Tanto en las sedes del Gobierno de Canarias, como en el
Parlamento, Cabildos y Ayuntamientos, numerosas personas salieron a
las puertas para sumarse al silencio por Ignacio Uría.

Desde el Cabildo de Tenerife, Ricardo Melchior (CC) manifestó su
"máxima repulsa" al atentado y consideró "lamentable que sea la
segunda vez en poco tiempo que tengamos que vernos aquí".
"No podemos hacer mucho contra estos actos de terrorismo", añadió
Melchior, "pero deseamos que vuelva un periodo de paz para todos y
sobre todo que entendamos que en un estado democrático todas las
ideas valen pero hay que defenderlas con el diálogo".
El presidente tinerfeño mostró también su solidaridad y apoyo a
la familia del empresario asesinado, así como unió su dolor al de
"todos los ciudadanos y al de todos los demócratas".
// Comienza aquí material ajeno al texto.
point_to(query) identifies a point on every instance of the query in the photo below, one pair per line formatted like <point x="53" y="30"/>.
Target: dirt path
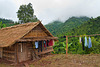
<point x="60" y="60"/>
<point x="73" y="60"/>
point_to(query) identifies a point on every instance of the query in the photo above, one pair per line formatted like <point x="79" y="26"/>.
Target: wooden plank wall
<point x="36" y="32"/>
<point x="9" y="53"/>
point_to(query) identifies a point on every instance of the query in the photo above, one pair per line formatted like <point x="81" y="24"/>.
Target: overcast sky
<point x="50" y="10"/>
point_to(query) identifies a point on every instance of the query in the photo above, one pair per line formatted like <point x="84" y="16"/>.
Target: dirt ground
<point x="72" y="60"/>
<point x="60" y="60"/>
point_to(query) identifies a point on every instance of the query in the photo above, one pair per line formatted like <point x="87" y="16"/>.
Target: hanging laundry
<point x="47" y="43"/>
<point x="40" y="46"/>
<point x="86" y="44"/>
<point x="83" y="43"/>
<point x="51" y="43"/>
<point x="90" y="44"/>
<point x="80" y="39"/>
<point x="36" y="44"/>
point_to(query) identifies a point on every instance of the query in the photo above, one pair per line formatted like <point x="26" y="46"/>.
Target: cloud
<point x="49" y="10"/>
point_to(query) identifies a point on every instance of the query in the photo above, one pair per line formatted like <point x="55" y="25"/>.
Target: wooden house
<point x="16" y="42"/>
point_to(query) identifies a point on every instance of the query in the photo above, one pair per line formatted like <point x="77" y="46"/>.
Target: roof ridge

Desde el Ayuntamiento de Las Palmas de Gran Canaria, la alcaldesa
en funciones Teresa Morales (PSOE) dio el pésame de la ciudad de Las
Palmas de Gran Canaria a la familia del fallecido, "una víctima más
de ETA", dijo, y mostró el agradecimiento "a todas las personas de
bien que han participado en estos cinco minutos de silencio".
Teresa Morales expresó su confianza en que la serenidad y el
trabajo de las Fuerzas y Cuerpos de Seguridad del Estado "acabarán
con esta lacra."
Incidió en que "es la unidad de todos los hombres y mujeres de
bien de este país" lo que hará "que acabemos de una vez por todas
con esto que llevamos sufriendo tantísimos años".